In order to perfect my gait pattern, however, my physiotherapist has talked me into putting on running shoes. It turns out that you can probably change the oil in your car, build yourself some custom cabinets and perform cataract surgery using fewer tools than what I need to put on my shoes. So here, for those of you who want to add an extra dose of complexity into your day by putting on your New Balances using more tools than there are at an Ed Hardy fashion show, here are the steps:
  1. Outfit your running shoes in those curly no-tie elastic laces. Where can you find such laces? In the medical supply store. Somewhere between the incontinence supplies and the adult bibs. (Hint: the rainbow ones bring an extra dose of glam and go with every outfit).
  2. Gather up your socks, shoes, shoe horn, sock aid, grabber, a bottle of bourbon, some Valium and every last ounce of patience that hasn't dwindled away from spending the past 2 months in bed watching Ty Pennington's meth-fueled enthusiasm for over-decorating. Look down at your feet and think, "God, I have hairy feet. I look like a hobbit." (Reason #452 why I'm still single).
  3. Take your sock aid, (see accompanying photo), roll it up and insert it into a sock. (By the way, doesn't that guy in the photo look like he's in some state of zen mastery? He's the Yoda of sock aids. You can imagine him saying, "Do or do not, young Jedi. There is no try.") Make sure to put the sock on straight because, if you don't, you will walk around for the rest of the day thinking, "Damn. Is there something in my shoe?" but then realize that it's just the sock's seam rubbing against your foot and there's nothing you can do about it because by now you're out of the house and you don't have your sock aid. And then you will cry real tears.
  4. Think, hey, I wonder if this sock aid could be used to help fat guys put on condoms. (Yes, I realize that I used this joke in my novel, but since it's probably the one thing in my novel that was true-to-life about having a hip replacement, I'm recycling it).

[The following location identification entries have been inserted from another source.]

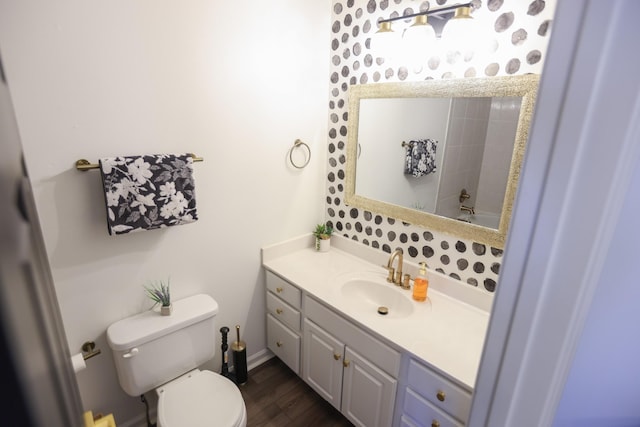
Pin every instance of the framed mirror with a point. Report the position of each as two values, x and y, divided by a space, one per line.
442 154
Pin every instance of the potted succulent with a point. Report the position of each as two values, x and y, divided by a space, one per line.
322 233
159 293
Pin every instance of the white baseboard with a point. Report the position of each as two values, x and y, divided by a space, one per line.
259 358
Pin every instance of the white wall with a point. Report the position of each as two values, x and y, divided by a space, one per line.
603 386
233 84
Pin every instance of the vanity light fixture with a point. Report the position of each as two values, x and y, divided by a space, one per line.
417 38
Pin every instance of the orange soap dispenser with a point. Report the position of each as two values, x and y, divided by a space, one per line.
420 284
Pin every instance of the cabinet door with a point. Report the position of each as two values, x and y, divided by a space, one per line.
284 343
368 393
322 363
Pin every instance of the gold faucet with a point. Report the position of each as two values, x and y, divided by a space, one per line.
395 275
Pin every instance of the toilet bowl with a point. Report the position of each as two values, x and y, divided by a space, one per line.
201 399
164 353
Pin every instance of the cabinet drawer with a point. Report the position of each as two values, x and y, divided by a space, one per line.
424 412
283 311
439 391
284 343
284 290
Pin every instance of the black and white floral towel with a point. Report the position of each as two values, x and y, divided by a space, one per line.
421 157
147 192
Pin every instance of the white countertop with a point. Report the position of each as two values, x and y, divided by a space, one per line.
447 331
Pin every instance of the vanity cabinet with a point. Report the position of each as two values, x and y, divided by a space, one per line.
337 363
430 399
283 320
368 380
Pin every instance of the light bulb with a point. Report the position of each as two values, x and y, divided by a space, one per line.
459 33
385 41
418 41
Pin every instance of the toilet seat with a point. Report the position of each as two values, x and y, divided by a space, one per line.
201 399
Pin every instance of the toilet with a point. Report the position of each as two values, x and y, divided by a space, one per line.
163 353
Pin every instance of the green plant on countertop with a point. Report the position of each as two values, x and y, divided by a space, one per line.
323 231
159 293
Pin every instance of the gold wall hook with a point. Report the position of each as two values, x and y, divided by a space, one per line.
89 350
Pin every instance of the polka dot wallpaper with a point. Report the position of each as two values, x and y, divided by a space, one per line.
514 35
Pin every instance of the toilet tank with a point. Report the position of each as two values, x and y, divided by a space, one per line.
150 349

  5. Lower the sock aid by the string and go fishing for your feet, which should not be hard because those bad boys are size 9 and have arches higher than several Lower Mainland bridges.

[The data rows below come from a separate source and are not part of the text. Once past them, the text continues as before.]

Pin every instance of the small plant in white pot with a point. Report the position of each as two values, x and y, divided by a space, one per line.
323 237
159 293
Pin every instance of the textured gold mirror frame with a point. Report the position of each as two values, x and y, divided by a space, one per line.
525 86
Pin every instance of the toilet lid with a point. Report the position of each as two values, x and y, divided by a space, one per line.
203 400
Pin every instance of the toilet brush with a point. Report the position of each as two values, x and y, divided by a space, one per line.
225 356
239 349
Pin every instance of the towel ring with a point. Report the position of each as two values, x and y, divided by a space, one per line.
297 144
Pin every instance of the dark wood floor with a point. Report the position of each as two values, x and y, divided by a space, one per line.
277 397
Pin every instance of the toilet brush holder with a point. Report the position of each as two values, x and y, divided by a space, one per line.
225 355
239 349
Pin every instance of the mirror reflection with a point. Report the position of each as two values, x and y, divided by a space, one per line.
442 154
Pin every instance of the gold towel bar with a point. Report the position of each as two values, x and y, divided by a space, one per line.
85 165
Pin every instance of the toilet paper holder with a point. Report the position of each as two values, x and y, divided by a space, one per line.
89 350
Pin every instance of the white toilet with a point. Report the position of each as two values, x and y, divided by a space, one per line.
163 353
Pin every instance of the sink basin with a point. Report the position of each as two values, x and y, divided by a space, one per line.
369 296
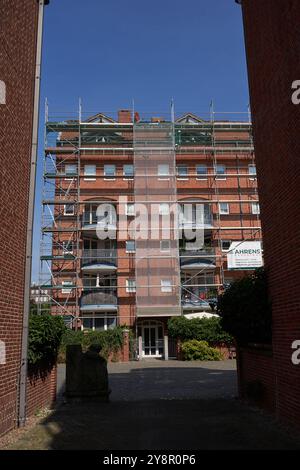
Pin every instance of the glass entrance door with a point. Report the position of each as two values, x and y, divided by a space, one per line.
153 341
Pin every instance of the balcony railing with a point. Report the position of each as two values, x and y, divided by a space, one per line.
198 257
99 256
192 223
100 300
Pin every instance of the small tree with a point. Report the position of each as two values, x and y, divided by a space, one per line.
245 309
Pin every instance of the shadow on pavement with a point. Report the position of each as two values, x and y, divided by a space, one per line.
166 408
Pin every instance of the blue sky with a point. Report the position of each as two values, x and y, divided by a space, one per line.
109 53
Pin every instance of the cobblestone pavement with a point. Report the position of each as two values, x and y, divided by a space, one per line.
161 405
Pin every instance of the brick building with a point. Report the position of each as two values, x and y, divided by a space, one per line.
272 47
18 37
155 162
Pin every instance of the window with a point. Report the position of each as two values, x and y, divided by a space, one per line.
201 171
130 209
163 170
130 246
255 208
128 171
69 209
166 285
67 247
90 172
182 171
225 245
165 245
221 172
252 171
224 208
66 283
94 321
109 171
71 169
130 285
164 209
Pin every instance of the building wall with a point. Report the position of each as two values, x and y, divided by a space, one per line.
18 29
256 377
273 50
238 185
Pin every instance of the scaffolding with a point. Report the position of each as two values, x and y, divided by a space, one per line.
169 279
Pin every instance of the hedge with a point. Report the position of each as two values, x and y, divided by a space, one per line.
245 309
199 351
111 341
44 338
201 329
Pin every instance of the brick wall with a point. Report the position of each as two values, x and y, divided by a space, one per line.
18 28
273 50
256 377
41 391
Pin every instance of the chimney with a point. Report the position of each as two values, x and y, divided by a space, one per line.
124 115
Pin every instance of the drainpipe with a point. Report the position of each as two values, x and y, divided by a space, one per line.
28 259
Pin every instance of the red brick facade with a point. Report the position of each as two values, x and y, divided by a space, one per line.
256 377
18 36
273 50
77 157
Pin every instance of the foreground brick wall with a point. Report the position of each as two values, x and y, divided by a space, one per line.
257 367
41 391
273 50
18 28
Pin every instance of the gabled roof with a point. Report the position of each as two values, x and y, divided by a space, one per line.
189 118
100 117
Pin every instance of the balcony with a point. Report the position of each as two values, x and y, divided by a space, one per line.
94 301
94 261
189 221
90 223
197 260
192 303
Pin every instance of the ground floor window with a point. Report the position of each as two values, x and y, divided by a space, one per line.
95 321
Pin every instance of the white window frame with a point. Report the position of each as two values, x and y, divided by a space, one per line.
255 208
162 175
202 176
166 285
126 177
182 177
130 250
65 247
220 176
68 213
130 285
66 283
88 174
162 211
70 176
224 212
252 176
109 177
165 250
128 211
93 317
225 250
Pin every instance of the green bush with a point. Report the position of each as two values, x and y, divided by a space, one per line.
111 341
245 309
202 329
44 338
194 350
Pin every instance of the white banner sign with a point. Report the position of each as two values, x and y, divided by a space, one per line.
244 255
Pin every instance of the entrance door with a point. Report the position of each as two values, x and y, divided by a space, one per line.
152 338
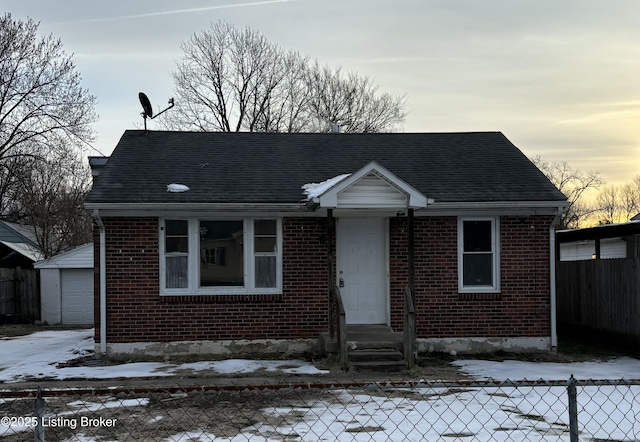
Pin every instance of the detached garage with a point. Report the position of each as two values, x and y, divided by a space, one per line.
66 287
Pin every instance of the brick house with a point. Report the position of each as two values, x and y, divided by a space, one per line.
227 243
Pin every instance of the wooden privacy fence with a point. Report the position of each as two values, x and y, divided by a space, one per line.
19 295
600 294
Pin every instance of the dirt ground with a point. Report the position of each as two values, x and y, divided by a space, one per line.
205 403
431 367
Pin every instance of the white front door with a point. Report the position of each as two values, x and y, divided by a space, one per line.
361 269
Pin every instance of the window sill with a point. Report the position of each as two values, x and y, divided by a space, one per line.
487 296
219 298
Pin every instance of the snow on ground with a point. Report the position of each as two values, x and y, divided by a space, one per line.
35 356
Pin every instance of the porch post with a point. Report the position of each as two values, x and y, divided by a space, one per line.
330 276
410 253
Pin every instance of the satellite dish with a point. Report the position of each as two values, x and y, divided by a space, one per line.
147 110
146 105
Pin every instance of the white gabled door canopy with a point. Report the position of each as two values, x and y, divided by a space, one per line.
371 187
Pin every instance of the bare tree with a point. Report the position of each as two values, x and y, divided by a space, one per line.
40 93
630 198
618 204
608 204
574 184
236 80
45 119
351 102
52 191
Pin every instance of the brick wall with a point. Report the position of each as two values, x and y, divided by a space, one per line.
521 309
137 313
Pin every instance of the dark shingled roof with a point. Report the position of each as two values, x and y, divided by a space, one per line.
272 167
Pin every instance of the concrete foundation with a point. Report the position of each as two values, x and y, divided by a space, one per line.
224 349
483 345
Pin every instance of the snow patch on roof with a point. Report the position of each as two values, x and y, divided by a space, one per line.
313 190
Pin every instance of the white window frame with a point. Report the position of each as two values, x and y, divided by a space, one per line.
495 249
193 287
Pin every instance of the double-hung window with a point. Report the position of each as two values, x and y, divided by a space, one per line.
209 256
478 255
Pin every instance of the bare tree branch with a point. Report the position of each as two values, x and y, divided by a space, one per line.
233 79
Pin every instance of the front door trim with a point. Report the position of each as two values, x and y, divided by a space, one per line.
385 281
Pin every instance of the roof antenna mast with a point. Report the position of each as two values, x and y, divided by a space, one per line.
147 110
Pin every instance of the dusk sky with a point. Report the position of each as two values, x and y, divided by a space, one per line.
560 78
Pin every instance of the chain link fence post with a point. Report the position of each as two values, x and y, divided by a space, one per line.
573 409
38 434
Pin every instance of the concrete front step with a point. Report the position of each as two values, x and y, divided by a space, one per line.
382 354
381 359
378 366
371 348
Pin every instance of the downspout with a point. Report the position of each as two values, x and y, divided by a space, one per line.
552 277
103 283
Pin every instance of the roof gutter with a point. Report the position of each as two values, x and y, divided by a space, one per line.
103 283
552 277
179 206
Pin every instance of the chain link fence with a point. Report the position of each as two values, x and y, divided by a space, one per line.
568 410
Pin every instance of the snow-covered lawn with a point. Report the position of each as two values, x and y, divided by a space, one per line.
373 412
36 356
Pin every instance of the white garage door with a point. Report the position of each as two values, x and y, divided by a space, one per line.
77 296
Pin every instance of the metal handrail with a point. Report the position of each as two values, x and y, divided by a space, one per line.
342 329
409 329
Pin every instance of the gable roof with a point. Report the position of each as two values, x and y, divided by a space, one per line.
20 238
271 168
80 257
381 188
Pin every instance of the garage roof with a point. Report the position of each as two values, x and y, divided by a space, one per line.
79 258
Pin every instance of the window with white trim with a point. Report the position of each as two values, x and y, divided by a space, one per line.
205 256
478 255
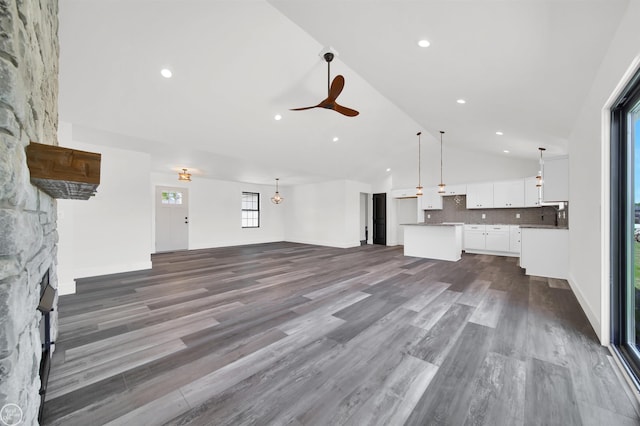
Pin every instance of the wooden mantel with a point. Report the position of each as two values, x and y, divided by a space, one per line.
63 172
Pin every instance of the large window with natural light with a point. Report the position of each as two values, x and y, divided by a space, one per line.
625 226
250 210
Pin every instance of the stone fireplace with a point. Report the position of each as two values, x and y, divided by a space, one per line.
28 237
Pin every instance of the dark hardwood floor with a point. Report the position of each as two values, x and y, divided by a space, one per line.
289 333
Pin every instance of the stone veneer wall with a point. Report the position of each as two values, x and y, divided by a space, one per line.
28 112
458 212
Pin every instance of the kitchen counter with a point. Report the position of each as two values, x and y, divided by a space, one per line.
430 224
442 241
544 227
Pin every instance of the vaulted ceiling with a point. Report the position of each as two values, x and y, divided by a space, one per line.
523 67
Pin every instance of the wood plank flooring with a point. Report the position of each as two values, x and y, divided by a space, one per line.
287 333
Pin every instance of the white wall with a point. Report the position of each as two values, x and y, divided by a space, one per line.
463 167
588 179
110 232
326 213
406 212
214 212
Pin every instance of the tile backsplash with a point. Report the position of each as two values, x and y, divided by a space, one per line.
454 209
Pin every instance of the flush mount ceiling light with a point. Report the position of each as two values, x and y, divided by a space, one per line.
277 199
184 176
419 187
441 185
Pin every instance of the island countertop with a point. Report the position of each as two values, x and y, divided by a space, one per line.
431 224
543 227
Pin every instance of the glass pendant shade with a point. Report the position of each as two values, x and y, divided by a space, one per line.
419 187
539 178
441 185
277 199
184 176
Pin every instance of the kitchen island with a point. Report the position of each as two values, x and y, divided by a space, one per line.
442 241
545 251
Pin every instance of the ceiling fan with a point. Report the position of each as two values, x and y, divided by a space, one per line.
334 91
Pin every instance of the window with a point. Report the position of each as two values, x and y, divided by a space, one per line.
170 197
625 226
250 210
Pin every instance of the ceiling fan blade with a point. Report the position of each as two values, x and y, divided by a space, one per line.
336 87
302 109
346 111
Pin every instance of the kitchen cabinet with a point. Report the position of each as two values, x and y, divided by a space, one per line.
480 195
431 200
497 238
487 238
556 179
545 252
455 190
474 238
531 192
508 193
514 239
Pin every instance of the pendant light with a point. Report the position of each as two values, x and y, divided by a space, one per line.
441 185
277 199
540 178
419 187
184 176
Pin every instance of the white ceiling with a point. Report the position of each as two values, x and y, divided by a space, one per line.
524 68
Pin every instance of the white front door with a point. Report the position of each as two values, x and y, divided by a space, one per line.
172 219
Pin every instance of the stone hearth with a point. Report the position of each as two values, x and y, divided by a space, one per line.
28 238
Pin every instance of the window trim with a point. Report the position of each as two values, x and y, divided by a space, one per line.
621 241
257 194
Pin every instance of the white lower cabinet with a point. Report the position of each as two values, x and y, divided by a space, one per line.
514 239
474 238
489 239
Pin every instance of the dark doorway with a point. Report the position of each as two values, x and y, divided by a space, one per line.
380 219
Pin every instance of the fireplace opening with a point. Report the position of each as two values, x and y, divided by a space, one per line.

  6. Wiggle your toes into the sock, making sure you keep your foot straight, which is no easy feat (no pun intended) because your foot is twisted after 2 years of rolling your ankle whenever your hip wandered out of the socket.
  7. Pull upwards on the string so that the sock slides (crookedly) on. If you drop the string, swear, use your grabber to pick it up, and try it again.
  8. Stare for several long moments at your running shoe, wondering how in the world you are going to do this without throwing something through a window.
  9. Steel yourself. Say, "patience, don't fail me now." Say, "Do or do not. There is no try!" Take several deep, calming breaths (and maybe a low-grade sedative and a shot of whiskey).
  10. Drop the shoe and use the grabber to push it so that it aligns with your foot. Stick in the shoe horn.
  11. Try to wiggle your toes into the shoe without getting the tongue caught under your foot.
  12. Sigh. Pick the shoe back up with the grabber, try to pull the tongue up, but it keeps sliding down again, so loosen the elastic laces, but that doesn't work because you so obviously suck at life and why can't you get this when old grandpa in the picture is rocking this with ease.
  13. Use the grabber to hold the tongue up, but the grabber's claws don't have the grip strength to do the job and, besides, you lack the coordination.
  14. Stick your foot in to the shoe and slip it on using the shoe horn. Try to use the grabber to adjust the tongue, fail, get frustrated and break your hip restrictions by reaching down and grabbing the tongue with the tips of your fingers because you barely have the flexion to even break your hip restrictions. Tighten the laces while you're down there.
  15. Commend yourself on your great personal courage and restraint and embark on an exciting journey involving an elliptical machine and/or a walk to the local 7-11 to get a slurpee, since you can only enjoy them in Canada because America has still not gotten the memo that slurpees/icees/whatever should. not. be. carbonated.